Cronache
Strage del bus sull'A16, i famigliari delle vittime chiedono giustizia
di Enza Petruzziello
La rabbia, il dolore, le lacrime che non si arrestano, la voglia di risposte. Senza patteggiamenti. Senza possibilità di sconti di pena. Chiedono giustizia i famigliari delle vittime della strage che il 28 luglio 2013 precipitarono da un viadotto della A16 a bordo di un bus, tra i caselli irpini di Monteforte e Baiano. Questa mattina tutte le parti coinvolte si sono ritrovate nella sala blu del Carcere Borbonico di Avellino – unico luogo attrezzato per contenere le 175 parti civili e oltre cinquanta avvocati – per la prima udienza preliminare di quella che è passata alla cronaca come la strage del bus. Udienza rinviata però al 24 settembre per difetti di notifiche.
Dopo la decisione del Gup Gianfrancesco Fiore non sono mancati momenti di tensione. Il famigliare di una delle vittime ha inveito contro Gennaro Lametta, il proprietario del bus precipitato e fratello dell'autista morto nell'incidente.
"Sei un assassino'' urla mentre l'imputato si allontana. Il giovane ha tentato di scagliarsi contro Lametta ma è stato bloccato dai poliziotti. Il rinvio è stato accolto con disappunto dai parenti delle vittime. "Noi siamo morti dentro e lui deve andare e restare in galera", ha detto Giuseppe Bruno presidente dell'Associazione Vittime della strada A16.

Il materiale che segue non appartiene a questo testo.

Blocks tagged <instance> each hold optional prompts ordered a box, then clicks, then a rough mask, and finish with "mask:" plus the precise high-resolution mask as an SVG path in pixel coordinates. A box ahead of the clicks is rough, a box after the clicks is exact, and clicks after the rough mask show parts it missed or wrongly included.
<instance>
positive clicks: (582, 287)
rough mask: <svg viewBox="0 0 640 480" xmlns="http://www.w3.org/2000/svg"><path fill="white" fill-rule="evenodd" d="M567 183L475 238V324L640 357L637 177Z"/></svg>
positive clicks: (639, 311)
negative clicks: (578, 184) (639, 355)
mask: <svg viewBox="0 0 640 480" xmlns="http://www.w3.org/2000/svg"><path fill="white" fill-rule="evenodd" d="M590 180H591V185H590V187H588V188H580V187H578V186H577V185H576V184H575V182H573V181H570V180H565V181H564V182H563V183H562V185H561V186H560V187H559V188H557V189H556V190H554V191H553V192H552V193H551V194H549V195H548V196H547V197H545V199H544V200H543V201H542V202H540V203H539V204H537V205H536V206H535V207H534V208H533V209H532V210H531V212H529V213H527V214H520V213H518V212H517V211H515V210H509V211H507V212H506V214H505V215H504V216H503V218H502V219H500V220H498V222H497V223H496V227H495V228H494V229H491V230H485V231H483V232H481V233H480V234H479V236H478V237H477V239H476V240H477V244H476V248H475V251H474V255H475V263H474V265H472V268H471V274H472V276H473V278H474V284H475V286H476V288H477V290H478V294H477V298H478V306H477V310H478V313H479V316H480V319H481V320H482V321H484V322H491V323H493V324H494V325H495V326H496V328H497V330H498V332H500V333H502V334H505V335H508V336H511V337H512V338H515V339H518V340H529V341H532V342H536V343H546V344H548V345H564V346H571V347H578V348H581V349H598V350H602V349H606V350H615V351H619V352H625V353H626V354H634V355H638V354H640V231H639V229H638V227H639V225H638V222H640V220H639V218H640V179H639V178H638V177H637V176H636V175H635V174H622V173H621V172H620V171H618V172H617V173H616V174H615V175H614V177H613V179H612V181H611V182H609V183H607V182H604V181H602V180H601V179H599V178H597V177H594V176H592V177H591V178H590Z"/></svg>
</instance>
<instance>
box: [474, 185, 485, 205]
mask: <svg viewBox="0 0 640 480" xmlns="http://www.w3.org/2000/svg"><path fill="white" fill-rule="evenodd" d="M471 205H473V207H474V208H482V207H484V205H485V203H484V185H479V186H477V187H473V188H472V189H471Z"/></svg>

“In Italia chi uccide diventa famoso - continua Bruno che nell'incidente ha perso entrambi i genitori - . Il dolore è tanto e rimarrà sempre. Noi vogliamo giustizia per i nostri cari, in un breve tempo. Non vogliamo che gli anni passino. Voglio vederli in faccia e soprattutto voglio giustizia. I dirigenti dell’Autostrada stanno ancora svolgendo il loro lavoro, non sono stati neanche sospesi. Il 90% delle autostrade dell’Italia non è a norma e stiamo ancora aspettando che si faccia qualcosa per metterle in sicurezza.”
Quindici in totale le richieste di rinvio a giudizio presentate dalla procura, per omicidio colposo e disastro colposo. Firmate dal procuratore capo di Avellino Rosario Cantelmo e dai pm Adriano Del Bene e Cecilia Annecchini, le richieste riguardano i dirigenti di Autostrade, il proprietario del bus e alcuni dipendenti della Motorizzazione civile.
Ma adesso bisognerà aspettare settembre. Tempi lunghi purtroppo paventati dai famigliari che fin dalle prime ore del mattino si sono riuniti nello spiazzale antistante il Carcere davanti a sedici croci bianche e una scritta: "Giustizia per i nostri angeli sperando che i 15 indagati non diventino famosi come Schettino".
Tutti si oppongono all'ipotesi di eventuali patteggiamenti chiedendo che i responsabili siano condannati al massimo della pena.
“Per me è assurdo che venga permesso un patteggiamento e offerta l’idea di un una somma di denaro–spiega Maria Loffredo che ha perso sua madre –. Perché stabilire un risarcimento e non andare direttamente alla pena? Stanno giocando sul fatto che i tempi possano protrarsi anche se la responsabilità è così evidente, così chiara. Non accuso solo Autostrada. Non dimentichiamoci della Motorizzazione che ha falsificato un mezzo che non doveva circolare. Il dolore resta ai famigliari perché siamo noi che torniamo a casa, apriamo la porta e non troviamo i nostri cari. Mi sono ritrovata a 25 anni in una realtà che avevo sempre ignorato. Adesso ho paura: di mettermi in macchina, di camminare e andare a lavorare perché magari la strada non può essere a norma".
"La nostra intenzione è di essere presenti per far capire che se anche è stato offerto un risarcimento quello non può andare a sopperire la morte dei nostri cari. Sono disposta a licenziarmi dal lavoro per venire tutti i giorni qua e far sentire la mia voce. Siamo 150 persone che hanno vite distrutte, genitori che hanno perso i figli e figli che hanno perso genitori. Ricordo ancora quei 40 lenzuoli bianchi in quel viadotto, sembrava di essere in una camera mortuaria. Queste persone devono pagare perchè mi hanno staccato la mente a vita”.